All three facets of his research combined develop into their overall mission of crayfish conservation. “The goal is to preserve an animal that is worthy of preservation in the manner that still supports economic development, which is totally possible,” Loughman said.

Overall, Loughman credits many others for his accomplishments besides just himself—his students, his mentors, his colleagues, his family. He talks of his wife, Kathy, who goes on some of his trips with him and is very tolerant of having crayfish living in their refrigerator most days. One of his favorite moments from his research occurred, he said, when he was about to name his first new crayfish species. “It’s a tradition in taxonomy,” he said, “that you list all the people that were present when you collected the type species.” So for his first one, he brought his wife and his son, Collin, who was about 1 ½ years old at the time, up the west fork of the Greenbrier River. So his wife’s and son’s names are listed in the paper alongside his. He describes the overwhelming emotions that hit him that day: “It was kind of like, holy, Lord, I am coming up here to collect an animal that I am going to name, that until I name it, it doesn’t exist scientifically, and I’ve got my family here, and we’re up in the mountains.”

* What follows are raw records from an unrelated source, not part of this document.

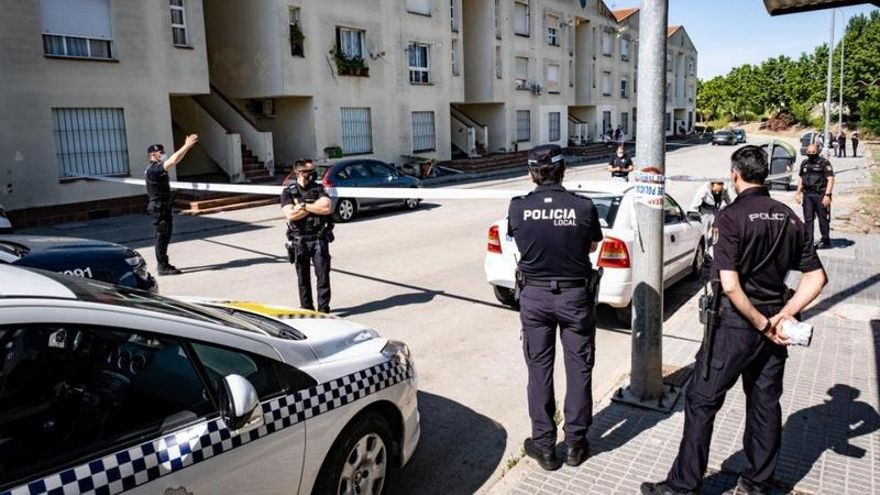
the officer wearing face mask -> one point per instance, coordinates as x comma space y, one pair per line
159, 204
307, 207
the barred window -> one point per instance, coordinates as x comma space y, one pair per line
555, 119
357, 130
90, 142
523, 125
424, 136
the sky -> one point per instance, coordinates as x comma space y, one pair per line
728, 33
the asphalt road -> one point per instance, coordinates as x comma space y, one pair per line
418, 277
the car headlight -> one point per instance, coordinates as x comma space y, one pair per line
398, 352
138, 265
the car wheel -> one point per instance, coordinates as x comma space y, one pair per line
345, 210
360, 459
506, 296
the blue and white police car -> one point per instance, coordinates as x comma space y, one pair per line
106, 389
88, 258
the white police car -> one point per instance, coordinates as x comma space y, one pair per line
106, 389
682, 246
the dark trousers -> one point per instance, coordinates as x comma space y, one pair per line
739, 350
163, 225
317, 253
814, 208
541, 312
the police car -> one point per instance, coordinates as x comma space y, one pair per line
86, 258
683, 248
105, 389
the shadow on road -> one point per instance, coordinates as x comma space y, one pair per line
458, 451
808, 433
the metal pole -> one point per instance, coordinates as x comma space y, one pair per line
646, 381
828, 90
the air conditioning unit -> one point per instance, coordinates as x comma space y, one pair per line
267, 109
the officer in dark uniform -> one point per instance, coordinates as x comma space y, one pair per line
620, 165
307, 208
555, 231
759, 241
159, 198
815, 183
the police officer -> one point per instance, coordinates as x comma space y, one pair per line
307, 207
815, 183
759, 241
555, 231
620, 165
159, 204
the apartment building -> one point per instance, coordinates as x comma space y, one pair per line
88, 84
85, 87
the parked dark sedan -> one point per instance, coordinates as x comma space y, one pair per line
723, 137
85, 258
366, 173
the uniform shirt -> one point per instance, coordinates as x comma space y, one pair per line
158, 183
553, 229
621, 162
815, 173
310, 224
746, 232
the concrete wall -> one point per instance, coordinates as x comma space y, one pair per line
147, 69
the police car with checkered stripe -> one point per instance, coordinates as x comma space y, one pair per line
105, 389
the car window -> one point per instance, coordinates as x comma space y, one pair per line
672, 212
70, 393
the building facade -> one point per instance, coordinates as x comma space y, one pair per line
87, 85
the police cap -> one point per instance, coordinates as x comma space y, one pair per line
545, 154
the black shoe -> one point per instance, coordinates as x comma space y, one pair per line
661, 488
575, 456
168, 270
751, 488
547, 460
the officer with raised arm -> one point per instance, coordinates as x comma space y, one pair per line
759, 241
555, 231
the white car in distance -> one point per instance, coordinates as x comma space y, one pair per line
105, 389
683, 246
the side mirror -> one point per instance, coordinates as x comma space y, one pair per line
239, 404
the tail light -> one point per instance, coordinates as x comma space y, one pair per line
494, 245
325, 179
614, 254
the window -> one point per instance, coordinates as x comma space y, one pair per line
554, 126
419, 6
297, 39
521, 18
178, 23
357, 130
523, 126
419, 71
522, 72
551, 78
90, 142
552, 30
77, 29
73, 390
606, 43
424, 137
350, 42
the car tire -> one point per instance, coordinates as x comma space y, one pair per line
506, 296
344, 468
345, 211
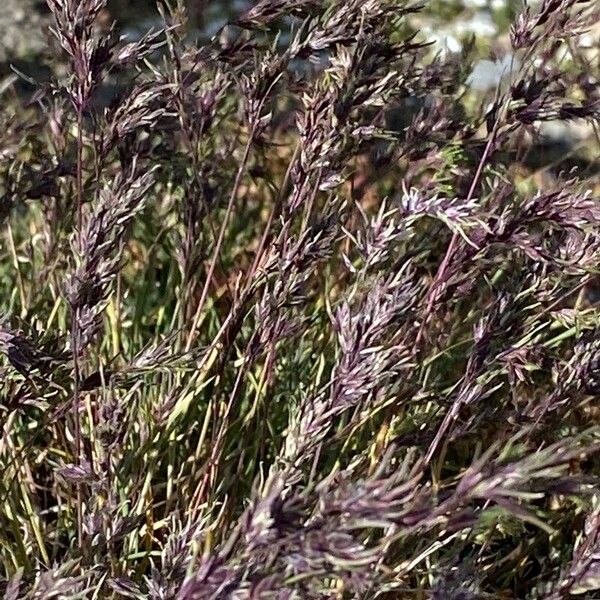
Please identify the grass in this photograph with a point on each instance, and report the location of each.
(294, 316)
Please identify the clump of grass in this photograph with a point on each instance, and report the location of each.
(262, 342)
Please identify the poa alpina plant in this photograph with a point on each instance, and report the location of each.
(262, 342)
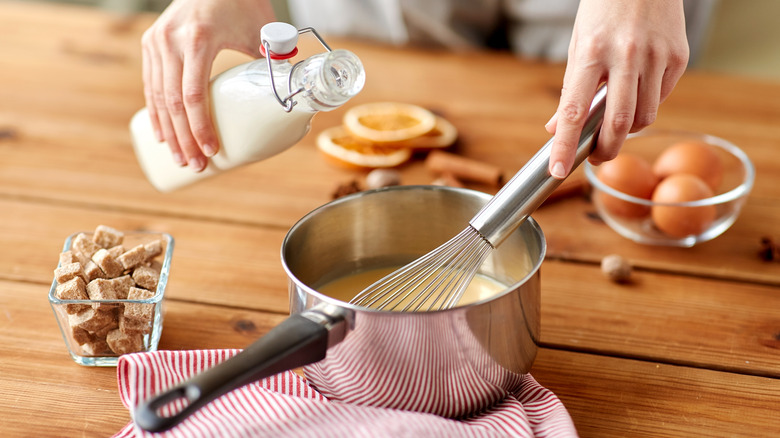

He also says he couldn’t do any of this without his students. “My favorite bit is when we go to meetings all over the eastern United States,” he said, “and we have some Ph.D. or graduate student come up to one of the West Liberty students at a poster and they start talking to them and then that always kind of segues into, ‘Well where are you getting your Ph.D.?’ And then my students are like, ‘Oh, I’m just an undergrad.’ And the people almost always invariably try to find me and they’re like, ‘What are you doing? How are they this good?!’ And so that’s not on me, that’s on the culture of our degree in biology here. So we’re obviously doing things right, and I just like keeping that alive. That, to me, is worth everything.”